With more than two-thirds of Americans now considered overweight and one-third obese, research associate Barbour Warren says there’s been a related surge in obesity-related illnesses, such as cancer, diabetes, cardiovascular disease, and arthritis. Many doctors prescribe weight loss programs as a solution, but previous studies have shown that the number of people who maintain their weight loss decreases drastically after six months.

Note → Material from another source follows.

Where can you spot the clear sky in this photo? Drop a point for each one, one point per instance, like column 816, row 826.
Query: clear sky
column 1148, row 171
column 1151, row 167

Warren and his colleagues, Mary Maley from the Breast Cancer and Environmental Risk Factors Program and Joseph Wakshlag, assistant professor of clinical nutrition, wonder if dogs might play a role in promoting a more active lifestyle.
“Dog walking offers two of the key elements for regular physical activity, purpose and companionship,” explains Warren. “This is important—as a viable approach to weight loss is regular, daily physical activity at the intensity and length of a typical dog walk. We are excited to evaluate if promoting dog walking provides even greater incentive to walk on a regular basis.”
“We have always assumed that increased physical activity was advantageous in canine weight loss and we have finally put some numbers out there as potential guidelines,” says Wakshlag. “Of greater importance is the fact that dog ownership and the human-animal bond may be strong enough to promote a healthier lifestyle not only for dogs, but also for their human counterparts.”